When any development of land is proposed, commercial or residential, as part of the planning review process, the local council considers its potential impacts on the local area and amenities, such as highways, demand on schooling, and also ecology, states John Gregory, head of planning at Wright Hassall, pictured, who represented AC Lloyd on the transaction. In order to obtain planning consent, developers are often asked to mitigate all of the effects of the development in a legal document, known as a Section 106 agreement.
Starting in 2012, Warwickshire was one of six counties that trialled biodiversity offsetting in a two-year programme (the others were Doncaster, Devon, Essex, greater Norwich and Nottinghamshire). There, in terms of gauging the environmental mitigation required, a council-employed or -contracted ecologist would apply a DEFRA biodiversity metric (see also www.is.gd/inehud) that calculates its likely impact on biodiversity. That spits out a figure which reflects the loss of ecology caused by the built environment.
At present, planning requirements dictate that new development compensate for the harm done so that the overall effect of the work will be environmentally-neutral. There are two traditional routes that developers use in mitigating the environmental effects of development: they could provide an additional parcel of undeveloped land, for example adjacent to the site, to be managed for biodiversity, or if they cannot, they might just make an additional payment to the local council, which would use the funds to buy new land or manage its own land.
A SHIFTING POSITION
That neutrality position is now shifting, according to Gregory. He continues: “With the coming Environment Bill [expected this autumn], this will be more and more important. It will put a statutory requirement on developments to not only ensure against biodiversity loss, but create a net biodiversity gain of 10%, a requirement which was not there before. Now there is a positive obligation on the developer to improve biodiversity.” This policy position has already been adopted by all of the district councils of Warwickshire.

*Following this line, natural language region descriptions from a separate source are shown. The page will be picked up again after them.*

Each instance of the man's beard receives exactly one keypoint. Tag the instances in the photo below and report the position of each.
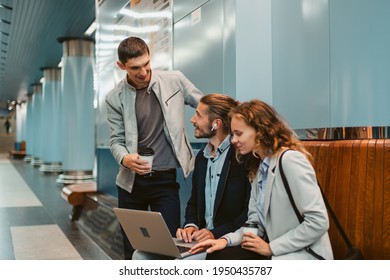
(207, 134)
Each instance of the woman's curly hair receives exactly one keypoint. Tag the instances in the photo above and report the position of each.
(272, 132)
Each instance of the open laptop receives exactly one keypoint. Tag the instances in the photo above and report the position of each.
(148, 232)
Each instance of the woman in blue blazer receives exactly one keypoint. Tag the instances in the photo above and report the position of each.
(260, 136)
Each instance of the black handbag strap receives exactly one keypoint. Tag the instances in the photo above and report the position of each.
(330, 210)
(299, 216)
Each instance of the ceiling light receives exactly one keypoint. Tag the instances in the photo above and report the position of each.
(5, 21)
(5, 7)
(90, 29)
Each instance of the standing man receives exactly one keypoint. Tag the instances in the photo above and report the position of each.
(146, 109)
(220, 186)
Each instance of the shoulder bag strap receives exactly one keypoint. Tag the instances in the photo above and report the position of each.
(299, 216)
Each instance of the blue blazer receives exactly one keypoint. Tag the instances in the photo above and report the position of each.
(232, 198)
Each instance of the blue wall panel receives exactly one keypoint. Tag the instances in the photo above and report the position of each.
(300, 55)
(360, 62)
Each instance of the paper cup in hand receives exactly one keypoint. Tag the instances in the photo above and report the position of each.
(250, 227)
(147, 154)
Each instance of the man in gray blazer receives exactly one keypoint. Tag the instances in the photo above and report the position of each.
(146, 109)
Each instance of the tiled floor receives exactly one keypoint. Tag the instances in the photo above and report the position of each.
(34, 218)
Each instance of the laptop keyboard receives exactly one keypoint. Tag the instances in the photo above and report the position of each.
(183, 249)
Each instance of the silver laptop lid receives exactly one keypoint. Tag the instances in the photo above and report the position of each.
(147, 231)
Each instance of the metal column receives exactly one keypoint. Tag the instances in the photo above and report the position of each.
(78, 120)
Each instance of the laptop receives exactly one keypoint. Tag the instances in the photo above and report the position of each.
(148, 232)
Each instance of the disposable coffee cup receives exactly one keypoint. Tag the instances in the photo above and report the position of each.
(146, 153)
(250, 227)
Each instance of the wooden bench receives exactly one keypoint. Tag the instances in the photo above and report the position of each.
(355, 177)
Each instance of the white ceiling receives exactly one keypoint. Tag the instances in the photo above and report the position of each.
(29, 30)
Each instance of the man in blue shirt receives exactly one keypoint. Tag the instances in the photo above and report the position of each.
(220, 186)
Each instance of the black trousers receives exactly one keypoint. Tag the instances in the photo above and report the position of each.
(235, 253)
(159, 193)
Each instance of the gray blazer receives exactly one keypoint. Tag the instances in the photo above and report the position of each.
(288, 238)
(173, 91)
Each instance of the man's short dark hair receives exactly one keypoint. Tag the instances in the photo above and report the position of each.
(132, 47)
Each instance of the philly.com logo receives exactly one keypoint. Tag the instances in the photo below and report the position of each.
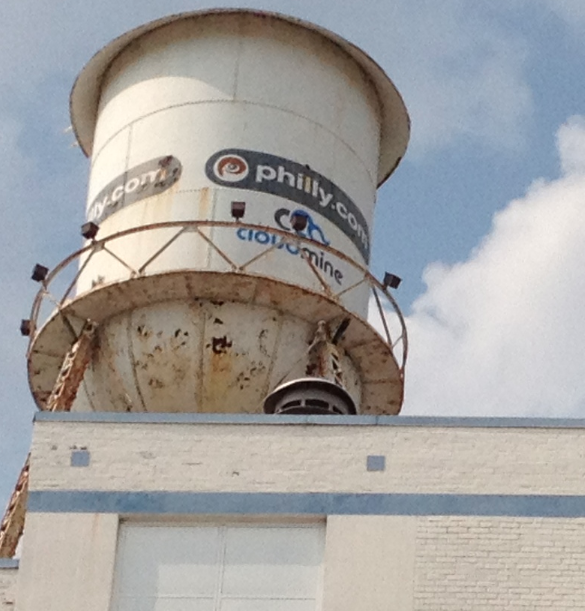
(299, 183)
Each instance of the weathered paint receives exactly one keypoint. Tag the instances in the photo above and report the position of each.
(212, 317)
(205, 341)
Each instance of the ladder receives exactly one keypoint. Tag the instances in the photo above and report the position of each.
(61, 399)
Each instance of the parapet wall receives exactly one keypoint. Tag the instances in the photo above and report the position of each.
(420, 514)
(8, 575)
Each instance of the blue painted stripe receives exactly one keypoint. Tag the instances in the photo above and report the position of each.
(75, 501)
(403, 421)
(8, 563)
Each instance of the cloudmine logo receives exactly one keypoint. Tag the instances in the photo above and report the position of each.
(298, 183)
(313, 253)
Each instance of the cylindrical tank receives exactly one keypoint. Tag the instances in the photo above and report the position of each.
(183, 117)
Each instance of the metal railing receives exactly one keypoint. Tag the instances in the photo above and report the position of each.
(380, 299)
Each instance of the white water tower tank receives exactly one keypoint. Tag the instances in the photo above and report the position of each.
(187, 120)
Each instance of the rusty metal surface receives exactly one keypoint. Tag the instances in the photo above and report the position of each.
(69, 377)
(12, 524)
(137, 371)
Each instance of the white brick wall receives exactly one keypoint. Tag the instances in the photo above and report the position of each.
(219, 457)
(7, 589)
(509, 564)
(443, 563)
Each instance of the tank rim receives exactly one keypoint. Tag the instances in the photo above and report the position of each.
(395, 122)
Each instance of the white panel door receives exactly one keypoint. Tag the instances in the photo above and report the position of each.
(218, 568)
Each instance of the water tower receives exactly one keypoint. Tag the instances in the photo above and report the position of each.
(235, 157)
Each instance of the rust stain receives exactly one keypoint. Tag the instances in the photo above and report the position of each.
(220, 345)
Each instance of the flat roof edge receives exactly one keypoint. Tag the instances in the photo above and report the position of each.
(275, 420)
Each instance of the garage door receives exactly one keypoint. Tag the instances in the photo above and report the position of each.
(218, 568)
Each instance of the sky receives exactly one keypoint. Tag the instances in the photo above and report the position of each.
(484, 219)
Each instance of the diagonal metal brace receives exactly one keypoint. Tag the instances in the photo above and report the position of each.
(61, 399)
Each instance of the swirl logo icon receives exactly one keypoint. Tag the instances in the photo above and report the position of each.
(231, 168)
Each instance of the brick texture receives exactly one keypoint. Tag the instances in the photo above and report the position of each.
(509, 564)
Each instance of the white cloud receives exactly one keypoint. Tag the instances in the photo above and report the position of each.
(502, 332)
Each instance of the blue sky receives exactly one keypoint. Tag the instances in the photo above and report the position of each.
(484, 219)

Doncaster Council’s guidelines on environmental offsetting (www.is.gd/afayed) state that it comes lower down in a planning hierarchy than both avoiding environmental damage and mitigating damage by altering the designs. However, it also states that Yorkshire Wildlife Trust was appointed as an offsetting provider, and offers an example of how the required compensation might be calculated, based on the specific landscape affected.
In the case of the 50-home Mallory Gardens development at Bishop’s Tachbrook, the developer neither provided extra land nor money to the council. Instead, AC Lloyd has purchased 5.15 biodiversity offsetting units from The Alscot Estate in Stratford-upon-Avon (pictured). The agreement is part of a landmark deal – called The Alscot Biodiversity Project – which is one of the first ventures of its kind in the UK, and was represented by offset credit broker Jonathan Thompson.
Gregory points out that buying credits offers a number of advantages for the developer. First, it generally works out as cheaper than financial contributions that developers gave previously. Second, it stops them from having to set aside extra land, which can be difficult to find nearby or in the development. In addition to setting aside the land, they would also have to devise and implement a management plan approved by the local council.
Alistair Clark, managing director of AC Lloyd Homes, says: “It is important that much-needed housing developments cater for the loss of biodiversity; some of the deficiency has been mitigated on site, however, the shortfall will take place by way of improvements to natural grass land at The Alscot Estate.”
To hold up its side of the bargain, the participating landowner has to undertake similar levels of ecological management on their property, for at least 30 years from implementation (see also pilot guidance, www.is.gd/alurad).
In the Midlands, the scheme saw the Alscot Estate enter into an agreement with Warwickshire County Council to offer offsetting units to developers. The Estate commissioned ecological surveys and drew up a detailed biodiversity offset management plan that was agreed with Warwickshire County Council. It imposes requirements on how the agreed parcel of land is to be managed to improve and enhance biodiversity.
Biodiversity is the web of life, and refers to the variety of plant and animal life on earth, including the diversity of ecosystems (a community or habitat of living organisms), genes and species, and ecological practices that support them.
A biodiversity offsetting unit measures the proportion of land in any given location that will see improvements made to its green space, and is part of efforts to make sure the wider environment’s biodiversity levels are unaffected by construction developments elsewhere.
WHAT ALSCOT SAYS
A spokesperson for the Alscot Estate commented: “It is our objective to increase the biodiversity value of the land, working through a process to restore existing meadows to neutral grasslands, assisted by the types and quantity of flora that is planted.”
Although Gregory argues that this sort of scheme may well become more popular in future, he points out that there may be geographical limits to environmental offsetting. He says: “How wide the net spreads is an interesting question, but this will be specifically addressed in the upcoming DEFRA metric 3.0. It is highly likely that developers will be able to purchase credits which are not located within the same administrative boundaries as the development project.” However, Gregory adds that it’s going to be necessary to make good the impact of a development in its immediate vicinity in order to mitigate certain site-specific impacts.